A New Data-Driven Model for Vehicle and Pedestrian Safety: Statistical Approach Based on Spatial Decision-Making

Abstract

Minimizing the losses that occur after traffic accidents is a primary duty for all humanity. To do so, it is necessary to examine and analyse the potential risk factors that affect the severity of traffic accidents. In this article, a new spatial decision-making-based statistical solution methodology is proposed to determine the accident risk factors that occur in three different accident types using 5-year (2015-2019) accident data. (i) 22 independent variables and 157 sub-variables were determined for the traffic accident categories where vehicle-vehicle, vehicle-pedestrian and vehicle-other collision types occurred, (ii) the fuzzy simple weight calculation method was preferred to determine the effects of risk factors on accident categories, (iii) spatial analyses of risk factors were provided via geographical information system and combined with the obtained effect values, (iv) the current effect of risk factors on accident categories was tested with the multinomial logistic regression model.
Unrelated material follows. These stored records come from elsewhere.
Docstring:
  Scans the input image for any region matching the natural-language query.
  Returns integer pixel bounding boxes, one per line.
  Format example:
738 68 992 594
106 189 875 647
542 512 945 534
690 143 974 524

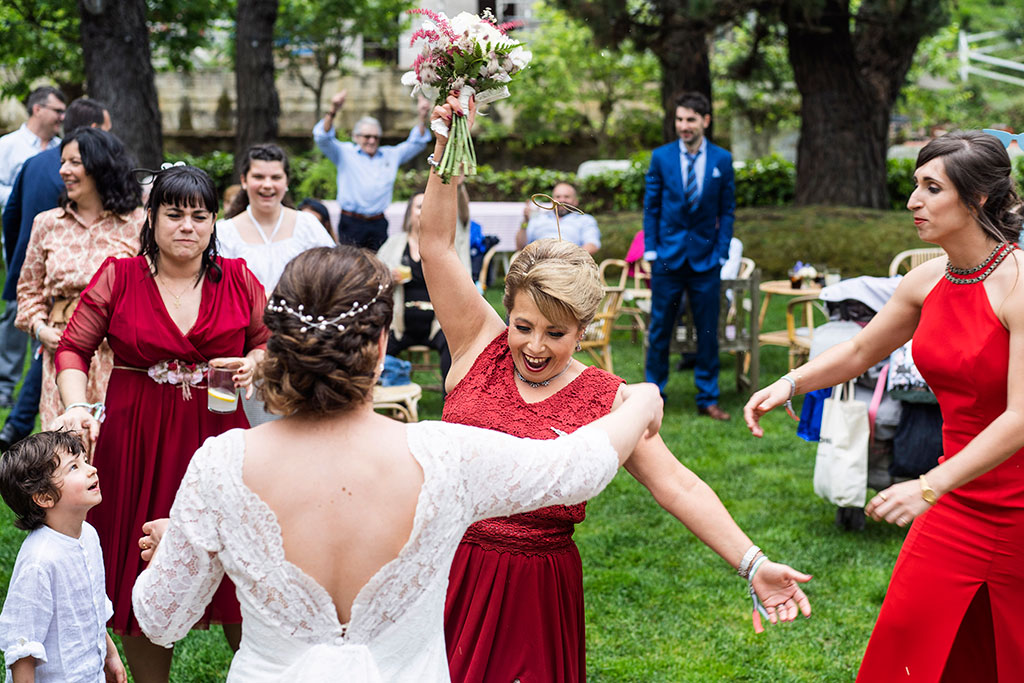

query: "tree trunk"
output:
648 24 715 141
786 0 890 209
783 0 947 209
234 0 281 176
78 0 164 168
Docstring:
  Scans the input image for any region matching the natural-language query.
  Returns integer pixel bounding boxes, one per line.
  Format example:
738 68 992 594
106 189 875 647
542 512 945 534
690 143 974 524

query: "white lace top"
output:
217 211 337 297
132 422 618 683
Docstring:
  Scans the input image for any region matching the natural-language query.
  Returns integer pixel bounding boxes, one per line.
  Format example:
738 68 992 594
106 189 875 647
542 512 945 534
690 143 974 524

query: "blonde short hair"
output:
502 240 604 328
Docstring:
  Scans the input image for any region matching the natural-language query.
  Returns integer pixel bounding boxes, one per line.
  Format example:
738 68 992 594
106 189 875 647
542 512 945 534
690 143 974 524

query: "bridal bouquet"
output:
401 9 532 182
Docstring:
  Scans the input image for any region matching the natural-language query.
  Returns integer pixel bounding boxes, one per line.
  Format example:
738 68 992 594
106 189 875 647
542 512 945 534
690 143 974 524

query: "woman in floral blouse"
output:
14 128 144 428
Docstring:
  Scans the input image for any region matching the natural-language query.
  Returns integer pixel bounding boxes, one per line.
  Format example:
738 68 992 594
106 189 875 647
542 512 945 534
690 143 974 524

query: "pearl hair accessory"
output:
266 283 384 332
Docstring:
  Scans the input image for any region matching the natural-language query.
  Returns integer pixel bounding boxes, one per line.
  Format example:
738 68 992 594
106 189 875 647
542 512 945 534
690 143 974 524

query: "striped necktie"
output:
683 150 700 213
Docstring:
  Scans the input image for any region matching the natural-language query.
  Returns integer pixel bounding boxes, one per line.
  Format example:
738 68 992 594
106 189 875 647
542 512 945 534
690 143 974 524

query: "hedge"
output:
174 152 1024 213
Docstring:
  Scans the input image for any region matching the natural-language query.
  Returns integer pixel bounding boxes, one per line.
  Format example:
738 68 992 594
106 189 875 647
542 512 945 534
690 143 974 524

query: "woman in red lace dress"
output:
56 166 269 681
420 98 810 683
744 131 1024 683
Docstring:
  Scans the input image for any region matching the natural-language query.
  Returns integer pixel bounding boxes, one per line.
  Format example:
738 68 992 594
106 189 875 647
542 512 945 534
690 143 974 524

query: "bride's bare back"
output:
243 408 423 624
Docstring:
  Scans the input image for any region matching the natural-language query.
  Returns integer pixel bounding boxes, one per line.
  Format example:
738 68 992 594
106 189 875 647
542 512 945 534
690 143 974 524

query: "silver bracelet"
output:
65 401 106 422
779 375 800 422
746 555 770 633
736 546 761 579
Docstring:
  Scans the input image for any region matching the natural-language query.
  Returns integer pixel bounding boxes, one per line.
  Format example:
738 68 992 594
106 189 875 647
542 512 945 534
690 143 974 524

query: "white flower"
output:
451 12 509 45
420 62 437 84
413 83 441 102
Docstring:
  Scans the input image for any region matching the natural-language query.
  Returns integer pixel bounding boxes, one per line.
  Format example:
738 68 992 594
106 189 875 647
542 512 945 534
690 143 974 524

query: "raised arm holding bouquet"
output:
420 95 811 683
401 9 532 183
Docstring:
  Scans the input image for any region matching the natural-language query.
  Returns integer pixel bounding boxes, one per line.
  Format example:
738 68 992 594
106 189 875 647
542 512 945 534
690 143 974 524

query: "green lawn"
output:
0 210 920 683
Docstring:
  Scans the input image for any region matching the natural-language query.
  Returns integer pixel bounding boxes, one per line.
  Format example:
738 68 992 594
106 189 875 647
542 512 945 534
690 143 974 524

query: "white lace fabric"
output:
132 422 618 682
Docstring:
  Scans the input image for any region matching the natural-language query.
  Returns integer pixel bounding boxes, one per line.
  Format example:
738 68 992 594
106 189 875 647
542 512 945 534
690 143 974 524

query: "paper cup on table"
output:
206 368 239 413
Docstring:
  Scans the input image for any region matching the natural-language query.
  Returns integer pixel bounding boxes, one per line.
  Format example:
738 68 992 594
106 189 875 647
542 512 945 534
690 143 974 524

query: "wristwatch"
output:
921 474 939 505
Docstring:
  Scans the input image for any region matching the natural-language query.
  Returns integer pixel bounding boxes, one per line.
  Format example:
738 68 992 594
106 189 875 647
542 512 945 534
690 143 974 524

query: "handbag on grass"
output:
814 381 870 508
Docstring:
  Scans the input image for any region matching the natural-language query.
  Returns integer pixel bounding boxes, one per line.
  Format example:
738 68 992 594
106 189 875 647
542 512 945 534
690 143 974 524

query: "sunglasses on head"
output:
981 128 1024 148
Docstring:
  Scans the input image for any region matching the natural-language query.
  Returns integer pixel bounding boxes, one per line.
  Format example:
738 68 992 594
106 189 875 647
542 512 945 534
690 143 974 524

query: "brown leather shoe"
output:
697 403 732 422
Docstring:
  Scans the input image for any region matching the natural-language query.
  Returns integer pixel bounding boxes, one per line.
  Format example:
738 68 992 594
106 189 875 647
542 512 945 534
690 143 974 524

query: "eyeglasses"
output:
981 128 1024 148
The multinomial logistic regression model results revealed a strong model fit (McFadden R2 = 0.749) and identified the variables that significantly increase or decrease the probability of each crash type compared to the reference category. For instance, while the geo-intersection had the highest effect for vehicle-vehicle crashes, the pedestrian defect had the highest impact for vehicle-pedestrian crashes. Spatial analysis results also showed that accident severity tends to be higher in the western, southern, and central regions of T & uuml;rkiye. The proposed methodology offers a comprehensive framework that supports evidence-based policy development for improving traffic safety. The resulting findings serve as a guide for local administrators, policy makers, and traffic safety experts with regard to vehicle and pedestrian safety.